Ma egli, rispondendo, disse al padre: Ecco, da tanti anni ti servo, e non ho mai trasgredito un tuo comando; a me però non hai mai dato neppure un capretto da far festa con i miei amici;

Diodati:

Luca 15:29

Ma egli, rispondendo, disse al padre: Ecco, già tanti anni io ti servo, e non ho giammai trapassato alcun tuo comandamento; e pur giammai tu non mi hai dato un capretto, per rallegrarmi co' miei amici.

Commentario:

Luca 15:29

29. Ma egli, rispondendo, disse al padre: Ecco, già tanti anni io ti servo, e non ho giammai trapassato alcun tuo comandamento;

Anziché cedere alle preghiere paterne, quest'uomo mette avanti duramente e senza rossore i motivi della sua ira. Il caro nome di padre, pronunziato con tanta emozione del figliuol prodigo, non gli esce dalle labbra. I due punti principali della sua risposta sono la sua inattaccabile giustizia, che merita le più alte ricompense, ed una accusa di ingiusta parzialità contro a suo padre. L'orgogliosa sua giustizia propria si manifesta nel fare il conto di tutti gli anni durante i quali egli avea fedelmente servito suo padre e nella sua pretesa di avergli prestato sempre perfetta ubbidienza. Così facendo, egli ci rivela che la sua è stata la vita di uno schiavo, non di un figlio; che l'osservanza dei comandamenti di suo padre non era scaturita da un cuore pieno di amore per lui, ma dal desiderio della ricompensa. Che fedele ritratto è questo del perfetto Fariseo! Lo schiavo, fino a quell'ora nascosto nel figlio, si tradisce col lamentarsi delle fatiche che ha dovuto sopportare; mentre che il suo criterio di perfetta ubbidienza si accorda perfettamente col vanto del Fariseo nel tempio: «O Dio, io ti ringrazio che non sono come, gli altri uomini». Tale è pure il concetto che si fanno tutti gli uomini irrigenerati della giustizia secondo la legge, sulla quale riposano le loro speranze di salute; essa è un lavoro nel quale chi faticosamente persevera meriterà una ricompensa.

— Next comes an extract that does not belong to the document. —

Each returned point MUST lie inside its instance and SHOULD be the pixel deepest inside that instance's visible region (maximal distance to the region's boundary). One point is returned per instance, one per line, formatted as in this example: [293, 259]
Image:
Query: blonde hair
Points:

Per la propria sua natura, essa è totalmente priva delle delizie che appartengono unicamente alla sfera del gratuito amore di Dio: anzi lo scandalizzano le prove di quella delizia che vede nella condotta dei peccatori riconciliati con Dio. È degno di nota che la vanità del vanto di quest'uomo, che egli non aveva «giammai trapassato alcun comandamento» di suo padre, si vede dalla sua condotta in questa circostanza, perché se fosse stato fino a quell'ora così ubbidiente come pretendeva, sarebbe egli ora divenuto iracondo, ostinato, e colpevole di tali accuse contro suo padre?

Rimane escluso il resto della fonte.